Pradeep Kumar P.W.2 supported the prosecution case and the

informant P.W. 1 in all its material aspects of the matter. He has stated that

at the date and time of the incident, he together with Vedpal were going to

the forge of Bashir black smith for getting his spade fixed, starting from his

house at quarter to seven hours in the morning, and when they reached

near the house of Yaseen in Teli Wala locality, they had heard the gun fire

shot and shrieks of Padam Singh that Rajendra has been shot at.PW2

further disclosed that deceased Rajendra was fired at his head from the

country made pistol from point blank range and after the shooting accused

appellant had escaped towards Chawdharan Patti. Deceased had lost his

life en-route to the Nursing Home. P.W.2 has stood the test of searching

and lengthy cross examinations and had not budged at all. His initial cross

examinations were peripheral regarding another witness Vedpal having no

effect at all on the veracity of the prosecution case.

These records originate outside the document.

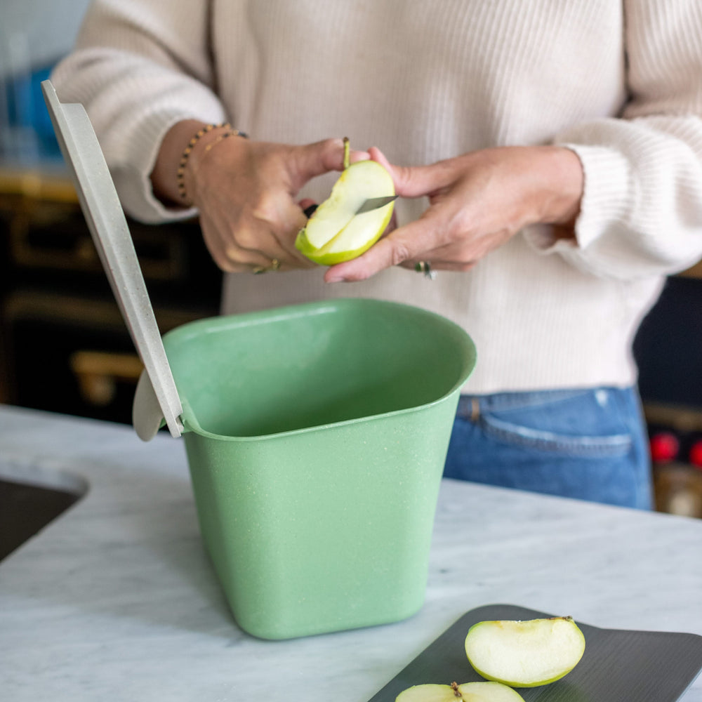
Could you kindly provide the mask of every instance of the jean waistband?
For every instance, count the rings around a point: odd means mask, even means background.
[[[476,420],[486,411],[503,411],[523,407],[538,406],[562,400],[573,399],[597,392],[629,393],[632,388],[574,388],[553,390],[526,390],[518,392],[496,392],[484,395],[461,395],[456,413],[464,419]]]

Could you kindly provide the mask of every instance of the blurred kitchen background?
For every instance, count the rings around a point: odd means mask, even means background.
[[[129,423],[140,363],[40,88],[88,4],[0,9],[0,403]],[[161,332],[216,314],[221,276],[197,223],[129,224]],[[669,279],[635,353],[657,508],[702,517],[702,265]]]

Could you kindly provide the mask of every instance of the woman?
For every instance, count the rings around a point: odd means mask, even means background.
[[[54,81],[128,212],[199,213],[225,313],[365,296],[464,326],[446,475],[650,507],[631,343],[702,254],[697,0],[98,0]],[[401,198],[323,269],[293,241],[341,135]]]

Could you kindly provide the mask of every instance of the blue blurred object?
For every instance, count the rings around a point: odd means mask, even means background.
[[[3,159],[61,161],[61,152],[41,93],[41,81],[49,77],[55,63],[35,69],[29,76],[6,77],[0,84],[4,93],[0,104],[5,103],[7,119],[7,124],[0,124],[6,132],[0,145]]]

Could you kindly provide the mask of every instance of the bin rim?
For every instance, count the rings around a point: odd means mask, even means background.
[[[178,340],[178,341],[187,341],[188,340],[201,335],[203,330],[205,333],[220,333],[223,331],[227,331],[238,327],[246,327],[258,326],[274,322],[277,319],[292,319],[296,317],[306,317],[311,314],[329,314],[337,311],[340,307],[346,306],[354,307],[380,307],[386,308],[404,309],[413,314],[420,317],[431,318],[450,331],[451,333],[456,335],[463,340],[462,357],[463,369],[458,374],[456,382],[451,387],[444,392],[439,397],[428,402],[423,402],[420,404],[412,405],[409,407],[403,407],[399,409],[390,410],[387,412],[380,412],[376,414],[370,414],[362,417],[355,417],[351,419],[345,419],[338,422],[329,422],[324,424],[316,424],[310,427],[303,427],[298,429],[292,429],[284,432],[275,432],[272,434],[257,434],[253,436],[245,435],[231,435],[227,434],[217,434],[214,432],[208,431],[204,429],[197,421],[195,413],[192,406],[187,400],[187,395],[181,393],[179,390],[180,402],[183,405],[183,413],[180,418],[183,420],[184,432],[192,432],[209,439],[216,439],[220,441],[230,442],[257,442],[262,440],[270,440],[275,438],[283,438],[297,435],[308,434],[312,432],[319,432],[322,430],[329,430],[337,428],[349,426],[352,424],[359,424],[364,422],[377,420],[378,419],[387,418],[388,417],[398,416],[404,414],[409,414],[413,412],[423,411],[430,409],[442,402],[449,400],[451,396],[460,391],[461,388],[465,383],[466,380],[472,373],[477,361],[477,351],[475,344],[470,335],[463,327],[455,322],[443,317],[437,312],[422,307],[418,307],[412,305],[404,303],[394,302],[386,300],[377,300],[372,298],[338,298],[333,300],[325,300],[317,302],[305,303],[299,305],[290,305],[284,307],[273,307],[269,310],[260,310],[258,312],[244,312],[241,314],[234,314],[222,315],[218,317],[205,317],[201,319],[196,319],[193,322],[187,322],[168,331],[164,335],[164,341],[166,342],[166,355],[168,355],[168,343],[170,340]],[[176,385],[178,385],[178,379],[176,378]]]

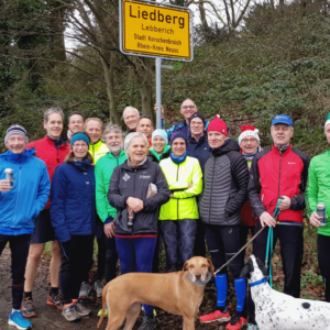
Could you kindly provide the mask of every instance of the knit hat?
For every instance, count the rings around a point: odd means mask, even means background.
[[[294,127],[294,122],[292,118],[287,114],[276,114],[272,120],[272,127],[276,125],[277,123],[283,123],[285,125]]]
[[[175,132],[172,134],[172,138],[170,138],[170,145],[173,144],[174,140],[177,139],[177,138],[182,138],[185,140],[186,144],[187,144],[187,135],[183,132]]]
[[[154,139],[156,136],[161,136],[165,140],[165,143],[168,144],[168,136],[167,136],[167,133],[166,131],[164,130],[161,130],[161,129],[156,129],[154,130],[153,134],[152,134],[152,143],[154,143]]]
[[[19,124],[13,124],[6,131],[4,144],[7,143],[8,138],[11,135],[22,135],[25,139],[25,142],[29,143],[26,130]]]
[[[194,118],[199,118],[199,119],[202,121],[204,125],[205,125],[205,118],[204,118],[204,116],[202,116],[201,113],[199,113],[199,112],[194,112],[194,113],[190,116],[190,118],[189,118],[189,123],[191,122],[191,120],[193,120]]]
[[[326,132],[326,129],[327,129],[327,125],[329,125],[330,123],[330,112],[328,113],[328,117],[326,119],[326,123],[324,123],[324,132]]]
[[[81,133],[81,132],[78,132],[78,133],[73,135],[72,141],[70,141],[72,147],[75,144],[75,142],[78,141],[78,140],[85,141],[87,143],[88,147],[89,147],[90,140],[89,140],[87,134]]]
[[[216,118],[209,123],[208,132],[211,131],[217,131],[228,136],[226,121],[220,119],[219,114],[217,114]]]
[[[260,143],[258,130],[252,125],[241,125],[241,134],[239,136],[239,145],[245,136],[253,136]]]

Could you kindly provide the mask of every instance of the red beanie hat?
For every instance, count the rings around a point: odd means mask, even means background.
[[[217,131],[228,136],[226,121],[220,119],[219,114],[217,114],[216,118],[209,123],[208,132],[211,131]]]
[[[260,143],[258,130],[252,125],[241,125],[241,134],[239,136],[239,145],[245,136],[253,136]]]

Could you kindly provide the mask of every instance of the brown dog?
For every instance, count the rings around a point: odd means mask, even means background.
[[[141,304],[144,302],[183,316],[183,329],[194,330],[195,317],[210,277],[215,277],[215,267],[211,261],[201,256],[188,260],[182,272],[121,275],[103,288],[102,314],[98,328],[103,320],[107,304],[109,315],[106,330],[117,330],[125,318],[124,330],[133,329]]]

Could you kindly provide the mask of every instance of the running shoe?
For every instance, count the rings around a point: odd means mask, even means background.
[[[68,321],[68,322],[77,322],[81,320],[80,315],[76,310],[75,304],[72,304],[69,306],[64,306],[62,310],[62,316]]]
[[[32,324],[29,320],[23,318],[23,315],[20,311],[14,311],[10,315],[8,320],[9,326],[16,327],[18,329],[31,329]]]
[[[84,304],[79,300],[77,300],[75,304],[76,311],[79,316],[89,316],[91,315],[91,310],[84,306]]]
[[[91,286],[87,282],[82,282],[79,290],[79,299],[87,299],[91,292]]]
[[[53,306],[53,307],[56,307],[57,309],[59,310],[63,310],[63,298],[62,298],[62,295],[58,294],[58,295],[48,295],[47,297],[47,302],[46,302],[48,306]]]
[[[248,319],[243,318],[240,315],[235,315],[231,321],[227,324],[227,330],[240,330],[245,323],[248,323]]]
[[[22,314],[25,318],[34,318],[37,317],[36,309],[31,299],[24,299],[22,302]]]
[[[222,311],[216,309],[215,311],[212,311],[210,314],[199,317],[199,321],[202,323],[211,323],[215,321],[227,322],[229,320],[230,320],[229,310],[227,310],[227,312],[222,312]]]
[[[103,292],[103,287],[105,287],[103,282],[102,280],[97,280],[94,284],[94,287],[95,287],[95,290],[97,293],[97,298],[100,298],[102,296],[102,292]]]

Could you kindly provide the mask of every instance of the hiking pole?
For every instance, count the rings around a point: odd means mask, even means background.
[[[273,218],[276,219],[278,218],[280,210],[278,209],[278,206],[280,204],[280,201],[283,200],[282,197],[278,198],[277,204],[276,204],[276,208],[275,211],[273,213]],[[273,238],[274,238],[274,229],[273,227],[270,227],[268,229],[268,238],[267,238],[267,248],[266,248],[266,260],[265,260],[265,267],[266,270],[268,270],[268,264],[270,264],[270,286],[271,288],[273,288],[273,275],[272,275],[272,260],[273,260],[273,250],[274,250],[274,245],[273,245]]]

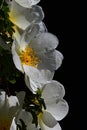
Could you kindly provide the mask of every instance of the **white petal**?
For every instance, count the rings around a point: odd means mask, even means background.
[[[31,42],[31,39],[33,39],[38,34],[39,28],[40,27],[38,24],[31,24],[25,29],[24,33],[21,36],[21,48],[24,48]]]
[[[62,63],[62,54],[58,55],[57,52],[58,51],[56,50],[52,50],[47,53],[38,52],[39,59],[41,59],[41,63],[39,63],[38,68],[48,69],[50,71],[58,69]]]
[[[19,58],[19,56],[18,56],[18,54],[16,52],[15,41],[12,44],[12,56],[13,56],[13,61],[14,61],[14,64],[15,64],[16,68],[23,73],[23,68],[22,68],[21,61],[20,61],[20,58]]]
[[[17,96],[17,98],[18,98],[20,107],[22,107],[22,106],[23,106],[23,103],[24,103],[25,92],[24,92],[24,91],[20,91],[20,92],[17,93],[16,96]]]
[[[36,52],[49,52],[54,50],[58,46],[58,39],[56,36],[50,33],[41,33],[38,37],[33,39],[31,47]]]
[[[43,85],[46,84],[47,81],[51,80],[54,75],[54,73],[51,73],[49,70],[38,70],[37,68],[33,68],[27,65],[23,65],[23,68],[25,74],[27,75],[25,77],[25,82],[27,85],[29,84],[28,87],[31,85],[33,90],[42,88]]]
[[[59,51],[56,51],[56,70],[61,66],[63,55]]]
[[[47,111],[43,112],[42,121],[50,128],[53,128],[57,124],[56,119]]]
[[[13,120],[12,120],[12,124],[11,124],[10,130],[17,130],[17,125],[15,123],[15,118],[13,118]]]
[[[16,96],[8,97],[9,117],[13,118],[19,109],[19,101]]]
[[[63,85],[55,80],[47,83],[42,90],[42,98],[44,98],[45,102],[49,102],[49,100],[56,100],[62,98],[65,95],[65,89]]]
[[[47,110],[55,117],[56,120],[62,120],[68,113],[69,106],[63,99],[58,102],[50,101],[46,104]]]
[[[38,130],[38,128],[36,128],[35,124],[28,123],[27,130]]]
[[[15,0],[19,5],[30,8],[32,5],[35,5],[40,2],[40,0]]]
[[[6,98],[5,92],[0,91],[0,109],[2,109],[5,104],[5,98]]]
[[[43,122],[41,123],[41,130],[61,130],[59,123],[57,123],[53,128],[47,127]]]

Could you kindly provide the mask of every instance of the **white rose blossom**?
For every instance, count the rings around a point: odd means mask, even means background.
[[[37,86],[41,88],[42,84],[52,80],[54,71],[60,67],[63,55],[56,50],[57,46],[57,37],[41,32],[38,24],[29,26],[22,36],[15,38],[13,61],[16,68],[25,73],[26,85],[32,92],[37,90]]]
[[[8,96],[5,91],[0,90],[0,130],[14,130],[10,129],[12,120],[21,108],[24,98],[24,92],[19,92],[18,99],[16,96]],[[21,103],[21,104],[20,104]]]
[[[38,5],[33,5],[32,8],[25,8],[20,6],[15,0],[12,0],[9,17],[14,25],[25,30],[31,23],[41,22],[44,18],[44,13]]]
[[[40,2],[40,0],[15,0],[19,5],[30,8],[32,5],[36,5]]]

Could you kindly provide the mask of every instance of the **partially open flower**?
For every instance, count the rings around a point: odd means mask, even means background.
[[[27,112],[25,110],[20,111],[19,116],[14,119],[16,121],[16,124],[22,127],[25,127],[26,130],[38,130],[33,122],[33,117],[30,112]],[[22,126],[22,123],[24,123],[24,126]],[[15,124],[14,124],[15,126]]]
[[[30,8],[32,5],[35,5],[40,2],[40,0],[15,0],[19,5]]]
[[[32,8],[25,8],[15,2],[15,0],[12,0],[9,17],[14,25],[25,30],[31,23],[39,23],[42,21],[44,13],[38,5],[33,5]]]
[[[57,37],[39,31],[38,24],[29,26],[12,45],[14,64],[25,73],[26,85],[33,92],[52,80],[54,71],[60,67],[63,59],[62,54],[55,50],[58,45]]]
[[[0,91],[0,130],[10,130],[18,108],[19,101],[16,96],[8,97],[4,91]]]

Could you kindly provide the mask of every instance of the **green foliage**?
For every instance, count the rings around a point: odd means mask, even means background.
[[[0,0],[0,37],[5,43],[12,43],[13,23],[9,19],[9,7],[5,0]]]
[[[30,112],[33,116],[33,122],[38,126],[38,115],[42,113],[42,109],[46,109],[44,99],[41,98],[41,90],[38,89],[36,94],[26,93],[23,108]]]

He has stated that he

and Vedpal had come from their own houses and they had met in the way

to the blacksmith forge, which was a tenanted shop of an Inn and was

situated 300 meters west to the house of Bashir. He has further testified

that Vedpal had to get his chain fixed for which purpose he was going to

the blacksmith. On being questioned P.W.2 had stated that he had two

enclosures and in the other enclosure, deceased Rajendra and the servant

Sanjay used to sleep for looking 5-6 live stocks. He has further deposed

that early in morning when he had gone to feed those live stocks then he

had found deceased and servant Sanjay present in the enclosure and

Sanjay was already feeding the live stocks. He has further stated that the

appellant Padam Singh had met him at the incident spot and not prior to it.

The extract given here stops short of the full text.